紡がれる世界5
優しくも繊細に奏でられる音楽はダンスの開始を意味し、広く設けられた会場の中央に皆がパートナーと移動を開始する。
そんな最中、ミーナ達がコウヤの元に駆け寄り声を掛ける。
「お話中、失礼致します。宜しければ踊っていただけませんか?」
不馴れなぎこちない言葉遣いでそう口にするミーナ。
その後ろで頷くディアロッテ、キャスカ、カカに対して、バレないように笑うラシャとシャーデ、そんな様子を眺めるベルミとキュエル。

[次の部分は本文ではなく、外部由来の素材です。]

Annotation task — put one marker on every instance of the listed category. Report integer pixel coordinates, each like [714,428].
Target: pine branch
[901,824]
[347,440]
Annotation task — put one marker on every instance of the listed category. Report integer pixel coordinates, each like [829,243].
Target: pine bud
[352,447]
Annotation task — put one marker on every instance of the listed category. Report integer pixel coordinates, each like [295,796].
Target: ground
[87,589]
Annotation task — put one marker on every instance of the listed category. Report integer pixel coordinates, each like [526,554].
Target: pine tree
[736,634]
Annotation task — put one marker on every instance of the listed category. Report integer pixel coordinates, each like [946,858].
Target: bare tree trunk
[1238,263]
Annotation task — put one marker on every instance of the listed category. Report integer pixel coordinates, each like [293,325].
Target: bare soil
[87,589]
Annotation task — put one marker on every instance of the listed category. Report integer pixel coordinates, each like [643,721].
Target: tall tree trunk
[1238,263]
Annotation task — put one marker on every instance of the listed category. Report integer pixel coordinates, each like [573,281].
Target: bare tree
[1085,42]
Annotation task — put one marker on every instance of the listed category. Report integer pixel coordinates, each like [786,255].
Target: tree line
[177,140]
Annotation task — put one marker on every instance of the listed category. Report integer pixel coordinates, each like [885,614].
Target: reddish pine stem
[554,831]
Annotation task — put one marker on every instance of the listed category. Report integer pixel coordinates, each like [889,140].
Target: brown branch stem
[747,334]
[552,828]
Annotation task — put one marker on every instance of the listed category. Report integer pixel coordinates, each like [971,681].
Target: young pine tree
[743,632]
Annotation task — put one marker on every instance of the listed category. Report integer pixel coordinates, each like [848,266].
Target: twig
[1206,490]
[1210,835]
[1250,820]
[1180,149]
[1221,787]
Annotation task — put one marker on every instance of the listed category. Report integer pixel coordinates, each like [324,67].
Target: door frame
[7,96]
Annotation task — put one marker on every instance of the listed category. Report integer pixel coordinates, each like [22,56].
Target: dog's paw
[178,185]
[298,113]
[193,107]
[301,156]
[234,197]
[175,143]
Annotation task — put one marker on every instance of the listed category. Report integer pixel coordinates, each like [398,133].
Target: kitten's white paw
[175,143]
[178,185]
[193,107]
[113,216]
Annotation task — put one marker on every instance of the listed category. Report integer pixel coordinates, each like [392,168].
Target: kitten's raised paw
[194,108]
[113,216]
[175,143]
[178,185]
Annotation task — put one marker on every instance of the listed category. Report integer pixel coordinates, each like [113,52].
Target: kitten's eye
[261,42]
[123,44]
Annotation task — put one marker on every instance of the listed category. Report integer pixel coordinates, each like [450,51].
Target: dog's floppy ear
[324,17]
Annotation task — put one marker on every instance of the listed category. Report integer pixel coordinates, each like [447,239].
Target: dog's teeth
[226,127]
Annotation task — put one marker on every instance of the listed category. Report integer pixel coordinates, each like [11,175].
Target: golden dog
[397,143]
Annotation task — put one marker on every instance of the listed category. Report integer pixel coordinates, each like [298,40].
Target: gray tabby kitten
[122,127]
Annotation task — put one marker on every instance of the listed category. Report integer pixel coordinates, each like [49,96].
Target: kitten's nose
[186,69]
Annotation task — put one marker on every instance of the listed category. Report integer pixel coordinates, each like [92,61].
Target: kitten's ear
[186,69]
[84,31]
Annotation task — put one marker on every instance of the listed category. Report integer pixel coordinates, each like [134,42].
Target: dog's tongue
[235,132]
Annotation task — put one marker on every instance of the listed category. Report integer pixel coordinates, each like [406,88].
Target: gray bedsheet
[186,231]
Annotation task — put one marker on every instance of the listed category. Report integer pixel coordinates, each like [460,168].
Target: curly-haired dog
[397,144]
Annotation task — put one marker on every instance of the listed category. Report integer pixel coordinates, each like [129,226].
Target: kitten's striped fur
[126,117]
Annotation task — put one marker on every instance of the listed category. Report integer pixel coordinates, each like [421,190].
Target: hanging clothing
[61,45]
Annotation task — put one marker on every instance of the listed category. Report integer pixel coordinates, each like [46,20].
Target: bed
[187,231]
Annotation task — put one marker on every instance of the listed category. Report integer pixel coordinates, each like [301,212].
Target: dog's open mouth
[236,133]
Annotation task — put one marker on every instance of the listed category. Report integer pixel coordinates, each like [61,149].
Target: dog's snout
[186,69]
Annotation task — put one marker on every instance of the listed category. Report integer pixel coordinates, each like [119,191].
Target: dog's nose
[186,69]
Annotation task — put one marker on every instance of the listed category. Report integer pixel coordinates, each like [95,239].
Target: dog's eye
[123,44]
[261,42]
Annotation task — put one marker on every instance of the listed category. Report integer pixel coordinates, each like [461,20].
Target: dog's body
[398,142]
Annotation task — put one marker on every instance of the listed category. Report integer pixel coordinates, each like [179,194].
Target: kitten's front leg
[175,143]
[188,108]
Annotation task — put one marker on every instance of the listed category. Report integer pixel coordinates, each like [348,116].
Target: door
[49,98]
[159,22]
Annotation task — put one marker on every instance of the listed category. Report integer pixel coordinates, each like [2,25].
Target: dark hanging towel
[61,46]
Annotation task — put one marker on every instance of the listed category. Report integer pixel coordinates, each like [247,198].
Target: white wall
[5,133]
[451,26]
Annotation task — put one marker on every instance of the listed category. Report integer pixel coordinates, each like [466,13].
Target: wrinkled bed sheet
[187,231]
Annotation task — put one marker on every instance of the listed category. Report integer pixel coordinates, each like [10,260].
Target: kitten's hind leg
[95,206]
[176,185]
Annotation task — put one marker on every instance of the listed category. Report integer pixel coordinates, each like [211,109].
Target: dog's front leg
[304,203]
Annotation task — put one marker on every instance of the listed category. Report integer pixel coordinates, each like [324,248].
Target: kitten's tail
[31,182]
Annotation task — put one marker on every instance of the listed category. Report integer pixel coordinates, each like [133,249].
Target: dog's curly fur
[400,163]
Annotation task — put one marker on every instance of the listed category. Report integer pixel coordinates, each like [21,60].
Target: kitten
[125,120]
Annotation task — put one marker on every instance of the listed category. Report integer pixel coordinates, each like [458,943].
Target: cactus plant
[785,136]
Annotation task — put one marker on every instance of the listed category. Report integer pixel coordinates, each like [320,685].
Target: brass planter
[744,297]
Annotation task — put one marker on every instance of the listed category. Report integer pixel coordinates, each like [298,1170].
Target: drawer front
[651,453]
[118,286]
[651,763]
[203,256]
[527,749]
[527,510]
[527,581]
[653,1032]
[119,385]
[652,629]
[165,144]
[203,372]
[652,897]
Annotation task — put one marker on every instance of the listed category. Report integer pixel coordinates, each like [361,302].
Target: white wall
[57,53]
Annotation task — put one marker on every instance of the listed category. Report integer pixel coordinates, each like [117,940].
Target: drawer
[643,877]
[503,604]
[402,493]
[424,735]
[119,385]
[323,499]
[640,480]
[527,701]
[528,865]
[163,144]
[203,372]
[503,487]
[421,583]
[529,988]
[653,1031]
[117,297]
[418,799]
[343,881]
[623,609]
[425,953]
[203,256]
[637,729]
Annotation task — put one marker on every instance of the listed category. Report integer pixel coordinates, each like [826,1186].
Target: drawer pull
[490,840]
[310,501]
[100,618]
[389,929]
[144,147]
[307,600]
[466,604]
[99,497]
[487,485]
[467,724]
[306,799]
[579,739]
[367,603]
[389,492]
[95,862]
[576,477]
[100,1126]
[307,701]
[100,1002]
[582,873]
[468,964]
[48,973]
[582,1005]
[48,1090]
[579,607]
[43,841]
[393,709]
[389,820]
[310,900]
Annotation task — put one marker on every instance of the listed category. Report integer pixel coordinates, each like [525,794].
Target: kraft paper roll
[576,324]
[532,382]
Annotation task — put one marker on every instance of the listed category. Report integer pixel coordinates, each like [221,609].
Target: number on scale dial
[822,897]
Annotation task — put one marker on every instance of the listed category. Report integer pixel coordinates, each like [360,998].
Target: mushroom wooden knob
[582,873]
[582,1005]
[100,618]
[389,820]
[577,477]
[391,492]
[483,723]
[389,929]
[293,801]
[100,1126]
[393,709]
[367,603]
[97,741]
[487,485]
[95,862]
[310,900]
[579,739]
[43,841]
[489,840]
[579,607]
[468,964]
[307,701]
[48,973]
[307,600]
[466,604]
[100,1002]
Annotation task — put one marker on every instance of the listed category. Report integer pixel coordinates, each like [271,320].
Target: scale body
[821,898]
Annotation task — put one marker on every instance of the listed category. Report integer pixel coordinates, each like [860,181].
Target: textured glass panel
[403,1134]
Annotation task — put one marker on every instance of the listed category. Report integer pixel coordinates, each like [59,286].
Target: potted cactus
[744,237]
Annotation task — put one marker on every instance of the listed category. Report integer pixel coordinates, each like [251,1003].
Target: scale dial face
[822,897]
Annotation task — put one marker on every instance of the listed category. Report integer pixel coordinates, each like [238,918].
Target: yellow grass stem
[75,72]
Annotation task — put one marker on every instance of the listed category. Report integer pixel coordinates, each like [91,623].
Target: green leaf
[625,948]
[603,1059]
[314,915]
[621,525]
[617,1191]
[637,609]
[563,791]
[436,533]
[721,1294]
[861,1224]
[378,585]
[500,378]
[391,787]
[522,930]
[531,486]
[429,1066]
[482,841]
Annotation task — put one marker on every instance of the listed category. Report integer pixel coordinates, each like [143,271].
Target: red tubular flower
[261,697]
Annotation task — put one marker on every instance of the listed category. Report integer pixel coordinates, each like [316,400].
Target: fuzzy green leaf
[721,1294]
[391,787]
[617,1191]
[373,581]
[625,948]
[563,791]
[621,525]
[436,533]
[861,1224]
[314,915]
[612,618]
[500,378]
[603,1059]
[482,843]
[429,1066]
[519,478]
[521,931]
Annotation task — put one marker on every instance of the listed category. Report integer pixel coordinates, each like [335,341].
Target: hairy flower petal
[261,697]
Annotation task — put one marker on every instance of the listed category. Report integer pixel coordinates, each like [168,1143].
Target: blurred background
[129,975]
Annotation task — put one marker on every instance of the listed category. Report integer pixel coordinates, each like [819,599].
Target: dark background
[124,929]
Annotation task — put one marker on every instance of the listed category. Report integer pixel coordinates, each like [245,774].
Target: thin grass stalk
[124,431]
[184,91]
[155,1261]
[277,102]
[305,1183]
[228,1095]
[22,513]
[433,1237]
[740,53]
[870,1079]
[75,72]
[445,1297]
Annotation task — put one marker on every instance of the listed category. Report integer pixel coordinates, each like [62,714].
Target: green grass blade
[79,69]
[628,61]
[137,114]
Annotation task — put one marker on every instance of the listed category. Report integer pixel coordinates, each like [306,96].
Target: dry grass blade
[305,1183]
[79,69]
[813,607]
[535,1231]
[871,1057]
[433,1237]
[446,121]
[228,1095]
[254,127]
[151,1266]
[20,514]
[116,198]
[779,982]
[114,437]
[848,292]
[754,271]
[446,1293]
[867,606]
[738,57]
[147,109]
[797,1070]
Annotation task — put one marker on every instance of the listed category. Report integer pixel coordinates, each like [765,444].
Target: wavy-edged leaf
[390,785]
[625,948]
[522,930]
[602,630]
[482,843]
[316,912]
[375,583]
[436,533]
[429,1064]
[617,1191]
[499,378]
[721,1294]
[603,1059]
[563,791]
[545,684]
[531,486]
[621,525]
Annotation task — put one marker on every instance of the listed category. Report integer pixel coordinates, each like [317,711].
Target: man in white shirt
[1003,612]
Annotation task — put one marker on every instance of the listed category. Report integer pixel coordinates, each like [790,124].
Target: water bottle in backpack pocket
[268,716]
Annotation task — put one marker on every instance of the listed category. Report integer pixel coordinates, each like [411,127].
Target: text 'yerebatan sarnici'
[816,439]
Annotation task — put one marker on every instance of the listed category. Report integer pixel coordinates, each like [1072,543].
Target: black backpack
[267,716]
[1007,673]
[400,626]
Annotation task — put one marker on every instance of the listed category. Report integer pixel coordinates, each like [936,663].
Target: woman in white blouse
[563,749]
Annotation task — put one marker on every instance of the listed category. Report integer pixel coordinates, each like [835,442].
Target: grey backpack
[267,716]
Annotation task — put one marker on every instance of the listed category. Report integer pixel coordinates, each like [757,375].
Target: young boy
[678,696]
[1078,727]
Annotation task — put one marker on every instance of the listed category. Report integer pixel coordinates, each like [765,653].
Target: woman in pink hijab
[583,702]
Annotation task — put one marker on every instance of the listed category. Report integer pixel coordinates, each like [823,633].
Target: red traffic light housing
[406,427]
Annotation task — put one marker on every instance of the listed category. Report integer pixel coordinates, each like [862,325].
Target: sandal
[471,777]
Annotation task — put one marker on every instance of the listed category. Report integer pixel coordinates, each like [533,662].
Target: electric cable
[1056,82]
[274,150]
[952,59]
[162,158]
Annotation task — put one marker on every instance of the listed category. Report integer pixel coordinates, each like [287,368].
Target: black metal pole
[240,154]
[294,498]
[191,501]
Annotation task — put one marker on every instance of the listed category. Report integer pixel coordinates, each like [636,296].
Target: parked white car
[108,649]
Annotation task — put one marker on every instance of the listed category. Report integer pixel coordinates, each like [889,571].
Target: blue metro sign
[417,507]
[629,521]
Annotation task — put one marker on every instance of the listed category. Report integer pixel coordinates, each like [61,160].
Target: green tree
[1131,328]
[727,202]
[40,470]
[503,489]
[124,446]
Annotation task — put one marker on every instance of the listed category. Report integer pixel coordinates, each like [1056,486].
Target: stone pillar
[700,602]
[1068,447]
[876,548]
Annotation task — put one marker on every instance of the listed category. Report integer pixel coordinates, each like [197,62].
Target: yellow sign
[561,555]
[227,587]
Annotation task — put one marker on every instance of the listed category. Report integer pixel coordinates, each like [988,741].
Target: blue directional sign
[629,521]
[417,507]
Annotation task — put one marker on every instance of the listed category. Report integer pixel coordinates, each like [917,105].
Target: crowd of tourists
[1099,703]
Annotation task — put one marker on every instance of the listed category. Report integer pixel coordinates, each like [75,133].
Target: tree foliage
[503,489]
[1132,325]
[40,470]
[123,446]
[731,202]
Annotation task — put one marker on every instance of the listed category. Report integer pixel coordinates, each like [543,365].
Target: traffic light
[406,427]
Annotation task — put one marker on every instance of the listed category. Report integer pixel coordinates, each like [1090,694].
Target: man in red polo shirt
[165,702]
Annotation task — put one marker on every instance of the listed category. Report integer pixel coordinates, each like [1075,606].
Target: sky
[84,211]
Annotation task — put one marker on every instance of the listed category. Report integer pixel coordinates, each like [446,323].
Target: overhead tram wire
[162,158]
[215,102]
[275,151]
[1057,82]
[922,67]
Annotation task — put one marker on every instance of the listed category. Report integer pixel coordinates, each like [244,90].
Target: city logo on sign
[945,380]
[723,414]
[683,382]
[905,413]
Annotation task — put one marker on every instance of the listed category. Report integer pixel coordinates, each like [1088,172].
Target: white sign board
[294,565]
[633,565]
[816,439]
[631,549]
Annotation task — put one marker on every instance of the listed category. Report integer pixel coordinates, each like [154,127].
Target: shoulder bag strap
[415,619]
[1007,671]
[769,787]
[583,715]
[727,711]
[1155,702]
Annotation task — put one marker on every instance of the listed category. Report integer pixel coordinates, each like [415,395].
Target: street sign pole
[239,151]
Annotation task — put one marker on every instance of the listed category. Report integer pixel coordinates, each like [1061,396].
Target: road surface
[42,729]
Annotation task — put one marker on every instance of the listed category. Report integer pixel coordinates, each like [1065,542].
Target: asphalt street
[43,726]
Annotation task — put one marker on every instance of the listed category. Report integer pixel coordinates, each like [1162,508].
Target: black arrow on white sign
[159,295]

コウヤはミーナに優しく笑みを浮かべ「よろこんでお受けします」と手を伸ばす。
王と妃が踊るとわかると皆が中央を譲るようにリズムとステップを刻んでいく。
ワンステップを刻む度、周りが騒ぐ中、軽やかにステップを刻むミーナ。
それに合わせるようにぎこちない動きながら、ステップを刻むコウヤの姿がある。
一曲が終わる頃、周りには多くの笑みが浮かべられ、皆がダンスを楽しんでいく。
代わる代わるに妃であるミーナ達と踊るコウヤの姿があり、時間が経つのを忘れて皆がパーティーをたのしんだのだった。
零時の鐘が鳴らされ、パーティーが終わるとゆっくりと帰っていく人々の中を反対に進んでくる一団がいた。
シアンを筆頭にブラッドマン、マトン、源朴の四名とその後ろにボルト、ガザ、テルガの三名が堂々たる歩みでコウヤの元へと進んでいく。
「いやぁ! 実に素晴らしいパーティーをありがとう。久々に楽しく飲めたぁねぇ、でも、飲み足りないんだぁよ! そこでコウヤも一緒に飲もうじゃないかぁねぇ」
シアンはそう言うと片手の指に挟んだ3本の酒 瓶を垂直にすると上から流れる3本分のワインを呼吸する事なく飲み干して見せる。
その光景に皆が驚きを露にすると源朴が一升瓶を片手に一気に飲み干し、勝ち誇ったかのようにシアンに笑みを浮かべる。
まるで子供の早飲み合戦のように手持ちの酒を空にしたシアンと源朴が笑いながらコウヤを連れて城の中庭へと案内する。
中庭に造られた無数のテーブル席、その周りで酒を飲み比べしている男達、その周りには数多の種族が笑い1つの輪が出来上がっていた。そんな中、コウヤは男達の声を耳にすると微かに震える。
「ガッハハハ。ヴァイキングにグラスも瓶も要らん。樽で勝負といこうじゃないか! 鬼の王よ」
「アハハハハ。その自信が後で崩れるくらいに、俺は酒が強いんだよ。ヴァイキングの王に鬼の血を、そしてアルバーンの凄さを教えてやるってな!」
中庭の真ん中で樽を手に競い合うヴァルハーレンとガンドラの姿があり、コウヤの姿に気づいたヴァルハーレンが声をあげる。
「コウヤ王! 挨拶が遅れた。此度の戦は力及ばず、戦場を共に駆けられなんだ。赦して欲しい」
その言葉に続くようにガンドラも口を開く。
「コウヤ、情けないってもんじゃないな……本当に色々と悪かったな。記憶が重なるってのは敗北を認めるようで不快だが、俺はコウヤとまた会えた事が嬉しくて仕方ないや」
コウヤを前にそう語る二人、その背後から、シアンが手を叩き、皆の視線を集める。
「さあさあ、コウヤが来たんだから、話し合いと行こうじゃないかぁねぇ。皆がコウヤの考えを聞きたいと待っているんだぁよ」
シアンはそう口にすると皆の意見を書いた紙をコウヤに手渡した。
内容は【戦魔祭】【食の祭り】【魔弾電池の向上】【世界の統治】……多くの意見や考えが書き込まれていた。
そんな最中、ミーナ達、八人の妻がコウヤの前に立つと一枚の紙を突き付ける。